Daraprim cost only about $1 a tablet several years ago, but the drug’s price rose sharply after CorePharma acquired it. According to IMS Health, which tracks prescriptions, sales of the drug jumped to $6.3 million in 2011 from $667,000 in 2010, even as prescriptions held steady at about 12,700. In 2014, after further price increases, sales were $9.9 million, as the number of prescriptions shrank to 8,821.

Turing’s price increase could bring sales to tens or even hundreds of millions of dollars a year if use remains constant.

Yet, the subterfuge does not end there. While these medications are no longer patented, the companies that buy them strictly control the distribution, making it difficult, if not impossible, to get access to samples or the formula. When that doesn’t work, they use a misinformation against the competition.

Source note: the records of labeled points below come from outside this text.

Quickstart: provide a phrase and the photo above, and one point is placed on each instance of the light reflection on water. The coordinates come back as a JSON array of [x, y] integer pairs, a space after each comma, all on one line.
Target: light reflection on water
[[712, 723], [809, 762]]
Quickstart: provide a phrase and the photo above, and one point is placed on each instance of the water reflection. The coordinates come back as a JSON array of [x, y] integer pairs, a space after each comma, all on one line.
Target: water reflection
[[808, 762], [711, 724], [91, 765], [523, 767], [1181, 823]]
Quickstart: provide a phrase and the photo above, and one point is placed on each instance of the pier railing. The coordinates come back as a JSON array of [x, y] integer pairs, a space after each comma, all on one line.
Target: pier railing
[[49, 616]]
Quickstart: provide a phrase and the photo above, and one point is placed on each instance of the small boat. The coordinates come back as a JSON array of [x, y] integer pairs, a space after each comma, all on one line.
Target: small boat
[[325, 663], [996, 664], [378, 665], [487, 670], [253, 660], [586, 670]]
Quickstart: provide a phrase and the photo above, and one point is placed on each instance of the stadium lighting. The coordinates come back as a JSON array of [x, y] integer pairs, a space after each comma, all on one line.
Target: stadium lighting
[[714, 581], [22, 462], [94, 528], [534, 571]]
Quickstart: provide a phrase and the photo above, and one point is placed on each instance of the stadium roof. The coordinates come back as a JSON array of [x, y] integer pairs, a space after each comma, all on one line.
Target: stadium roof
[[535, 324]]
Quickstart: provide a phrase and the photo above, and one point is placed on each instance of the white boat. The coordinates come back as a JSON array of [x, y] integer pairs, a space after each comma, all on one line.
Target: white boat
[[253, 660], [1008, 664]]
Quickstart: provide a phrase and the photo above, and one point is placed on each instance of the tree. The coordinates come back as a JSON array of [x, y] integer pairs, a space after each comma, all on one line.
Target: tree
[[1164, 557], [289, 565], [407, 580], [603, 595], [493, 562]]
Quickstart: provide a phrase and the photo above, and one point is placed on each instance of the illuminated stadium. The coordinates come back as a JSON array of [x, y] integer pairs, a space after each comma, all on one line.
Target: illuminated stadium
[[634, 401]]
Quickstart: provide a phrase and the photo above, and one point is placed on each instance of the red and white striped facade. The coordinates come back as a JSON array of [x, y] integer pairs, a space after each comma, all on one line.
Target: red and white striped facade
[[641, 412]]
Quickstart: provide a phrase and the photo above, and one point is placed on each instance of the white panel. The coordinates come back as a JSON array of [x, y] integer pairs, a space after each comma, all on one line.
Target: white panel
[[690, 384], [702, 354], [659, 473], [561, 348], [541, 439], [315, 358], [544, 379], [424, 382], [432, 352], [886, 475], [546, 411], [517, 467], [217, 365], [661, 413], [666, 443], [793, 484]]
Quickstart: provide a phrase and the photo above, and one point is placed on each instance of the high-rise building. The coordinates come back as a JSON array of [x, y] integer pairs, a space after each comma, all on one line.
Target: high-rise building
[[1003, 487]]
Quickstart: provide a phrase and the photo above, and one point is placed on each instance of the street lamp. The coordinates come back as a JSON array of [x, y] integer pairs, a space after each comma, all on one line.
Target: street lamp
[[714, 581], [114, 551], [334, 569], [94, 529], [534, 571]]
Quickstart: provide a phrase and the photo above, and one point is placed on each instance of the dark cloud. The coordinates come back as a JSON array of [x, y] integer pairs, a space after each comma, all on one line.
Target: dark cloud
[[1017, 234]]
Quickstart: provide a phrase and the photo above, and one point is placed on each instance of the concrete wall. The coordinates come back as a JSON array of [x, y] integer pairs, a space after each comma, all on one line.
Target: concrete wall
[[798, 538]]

In 2011, K-V Pharmaceuticals acquired a seven-year license to be the sole provider of Makena, a synthetic form of the hormone progesterone that first came on the market more than 55 years ago. In 2003 it was discovered that the drug was successful in preventing preterm births in women who had a history of delivering prematurely. At the time of acquiring the exclusive license, the drug was made in compounding pharmacies for a price of $10-$20 per dose and used by approximately 130,000 women each year. K-V immediately increased the price to $1500. This made the cost of the average treatment jump to $30,000.

Like with Turing, K-V suffered an immediate backlash. In response, the company offered price decreases of 40-50 percent over time. In an unusual move, the FDA announced that it would not investigate pharmacies that continued to make the drug, essentially refusing to enforce the exclusivity. Seeing their profits disappear and entering bankruptcy, K-V began telling doctors that the compound version was not as effective or as safe as their product. This was untrue, but it worked well enough for K-V to eventually increase sales by 2013.

While Congress has called for investigations and Democratic candidates have put forth plans to battle such tactics, reforms have been repeatedly shot down by the Republican-led Congress. The United States remains the only country that does not regulate drug prices and allows makers to market directly to consumers. For now, public awareness and outrage among healthcare providers has been the only recourse. At the same time the Daraprim story broke, another company announced it was returning their recently acquired tuberculosis drug to the nonprofit university they purchased it from. They, too, had come under scrutiny for increasing the price of the long-available drug from $500 per 30 capsules to $10, 800 overnight.

As for Turing, CEO Martin Shkreli buckled under the pressure and announced Tuesday evening that they would roll back the price increase within the next few weeks. He did not say what the new price would be, but it would allow the company to break even, or make a small profit.